Skip to content

Rebasing a set of changes with Git

One of the common things we do during Linux kernel development is move a series of patches from one kernel version to a similar version (say Linux 4.1 to 4.1.12).  This is required as new stable versions of particular kernel version are released.  One approach is to merge, but then your changes are mixed in with upstream commits and are more difficult to manage.  Git rebase offers a convenient way to move a set of patches.  In the following example we have a series of changes we made (or patches we applied) on top of the 4.1 kernel.

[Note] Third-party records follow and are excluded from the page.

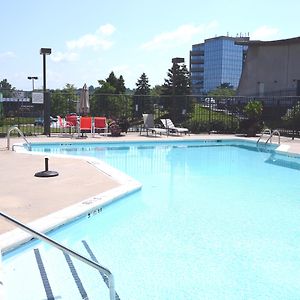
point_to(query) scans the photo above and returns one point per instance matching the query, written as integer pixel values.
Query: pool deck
(28, 198)
(82, 184)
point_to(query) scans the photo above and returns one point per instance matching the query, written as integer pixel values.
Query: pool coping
(16, 237)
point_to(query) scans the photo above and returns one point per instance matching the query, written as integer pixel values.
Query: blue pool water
(214, 220)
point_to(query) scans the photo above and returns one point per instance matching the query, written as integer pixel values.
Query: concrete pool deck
(28, 198)
(45, 202)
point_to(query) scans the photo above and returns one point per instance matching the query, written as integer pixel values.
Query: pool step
(55, 275)
(93, 257)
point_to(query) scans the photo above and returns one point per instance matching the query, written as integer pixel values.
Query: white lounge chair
(168, 124)
(149, 125)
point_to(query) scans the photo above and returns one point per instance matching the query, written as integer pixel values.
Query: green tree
(63, 101)
(225, 89)
(142, 100)
(120, 87)
(175, 91)
(6, 89)
(106, 102)
(117, 83)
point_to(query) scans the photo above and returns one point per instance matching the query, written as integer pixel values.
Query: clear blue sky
(91, 38)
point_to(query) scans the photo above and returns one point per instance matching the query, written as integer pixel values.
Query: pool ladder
(110, 279)
(20, 133)
(271, 134)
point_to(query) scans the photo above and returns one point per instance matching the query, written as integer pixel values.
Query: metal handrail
(59, 246)
(21, 134)
(273, 132)
(265, 131)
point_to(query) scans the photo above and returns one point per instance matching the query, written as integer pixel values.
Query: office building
(271, 68)
(218, 60)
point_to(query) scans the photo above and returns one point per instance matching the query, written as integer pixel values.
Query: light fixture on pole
(33, 78)
(44, 52)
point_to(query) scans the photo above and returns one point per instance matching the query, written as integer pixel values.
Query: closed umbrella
(84, 104)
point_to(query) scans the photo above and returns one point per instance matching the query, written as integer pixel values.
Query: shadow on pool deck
(27, 198)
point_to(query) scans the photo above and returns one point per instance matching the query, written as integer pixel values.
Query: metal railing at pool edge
(57, 245)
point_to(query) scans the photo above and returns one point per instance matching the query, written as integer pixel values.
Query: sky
(90, 39)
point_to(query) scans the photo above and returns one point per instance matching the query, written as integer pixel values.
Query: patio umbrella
(84, 104)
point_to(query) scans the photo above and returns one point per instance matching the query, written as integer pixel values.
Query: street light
(175, 60)
(33, 78)
(44, 52)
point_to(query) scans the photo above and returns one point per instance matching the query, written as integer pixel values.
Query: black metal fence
(201, 114)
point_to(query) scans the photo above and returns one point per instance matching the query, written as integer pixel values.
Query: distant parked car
(40, 121)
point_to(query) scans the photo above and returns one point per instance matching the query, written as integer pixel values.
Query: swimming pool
(214, 220)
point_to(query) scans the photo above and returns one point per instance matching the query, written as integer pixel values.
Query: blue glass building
(218, 60)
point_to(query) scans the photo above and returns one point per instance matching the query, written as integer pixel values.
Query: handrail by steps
(59, 246)
(265, 131)
(270, 137)
(271, 133)
(21, 134)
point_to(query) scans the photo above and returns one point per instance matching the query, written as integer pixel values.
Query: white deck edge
(17, 237)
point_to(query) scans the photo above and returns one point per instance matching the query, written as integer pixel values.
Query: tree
(107, 99)
(63, 101)
(142, 103)
(225, 89)
(175, 89)
(120, 87)
(6, 89)
(117, 83)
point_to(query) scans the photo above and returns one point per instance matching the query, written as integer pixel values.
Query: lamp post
(175, 60)
(33, 78)
(44, 52)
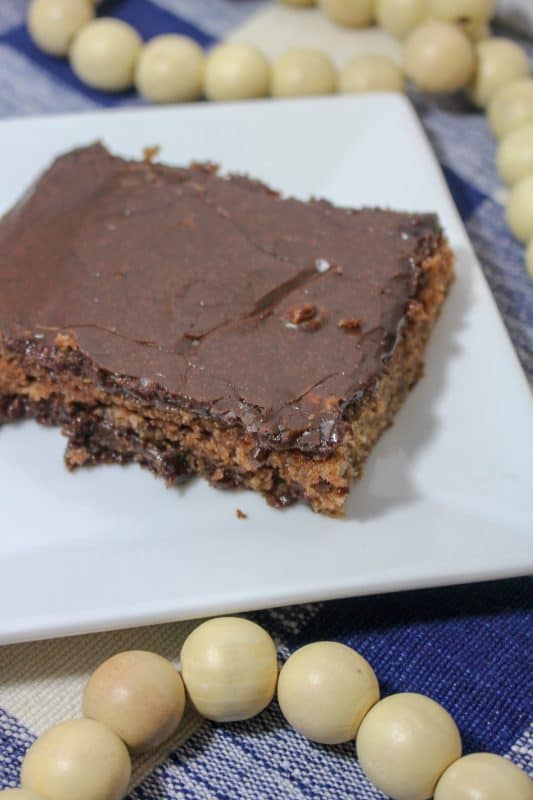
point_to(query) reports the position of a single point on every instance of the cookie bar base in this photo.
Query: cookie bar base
(107, 427)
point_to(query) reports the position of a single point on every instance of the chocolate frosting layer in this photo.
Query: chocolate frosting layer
(212, 292)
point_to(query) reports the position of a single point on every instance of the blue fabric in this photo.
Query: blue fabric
(468, 647)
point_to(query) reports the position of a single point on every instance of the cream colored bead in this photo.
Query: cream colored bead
(79, 759)
(476, 31)
(405, 743)
(350, 13)
(236, 71)
(371, 73)
(324, 691)
(170, 69)
(138, 695)
(484, 776)
(438, 57)
(458, 10)
(529, 258)
(303, 71)
(52, 24)
(400, 17)
(104, 54)
(515, 154)
(519, 210)
(511, 107)
(500, 61)
(229, 666)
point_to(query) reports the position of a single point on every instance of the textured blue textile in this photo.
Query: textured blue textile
(468, 647)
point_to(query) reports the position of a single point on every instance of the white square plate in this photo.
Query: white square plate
(447, 493)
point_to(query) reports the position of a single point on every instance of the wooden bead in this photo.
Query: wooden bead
(484, 776)
(170, 69)
(371, 73)
(519, 210)
(229, 666)
(529, 258)
(104, 54)
(303, 71)
(52, 24)
(499, 61)
(138, 695)
(438, 57)
(324, 691)
(79, 759)
(511, 107)
(236, 71)
(405, 743)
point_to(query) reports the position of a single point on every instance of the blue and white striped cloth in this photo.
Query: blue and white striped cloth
(468, 647)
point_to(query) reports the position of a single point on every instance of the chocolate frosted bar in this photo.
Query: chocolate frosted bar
(199, 324)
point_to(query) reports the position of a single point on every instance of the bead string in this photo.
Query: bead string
(407, 744)
(446, 49)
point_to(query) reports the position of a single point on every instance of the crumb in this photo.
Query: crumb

Now we want to move the same patchset to the 4.1.12 stable kernel.  To do this, we can use the following commands:

  • git checkout -b 4.1.12-armv7-x0-dugen2 4.1-armv7-x0-dugen2 (create a new branch that will be rebased)
  • git rebase –onto v4.1.12 v4.1 4.1.12-armv7-x0-dugen2

A few details on the git rebase arguments:

  • –onto v4.1.12  (this tells git what version we want to move our changes to)
  • v4.1 (upstream — tells git where our patchset starts)
  • 4.1.12-armv7-x0-dugen2 (branch — is the branch to do the operation on)

After the rebase, our patchset looks very similar, only on top of the 4.1.12 kernel version.

It this example (which included many more patches than shown above), I only encountered one conflict which was easy to resolve.  This process can also be used to move a patchset to a new kernel version (say 4.2, or 4.3), but you would obviously expect more conflicts.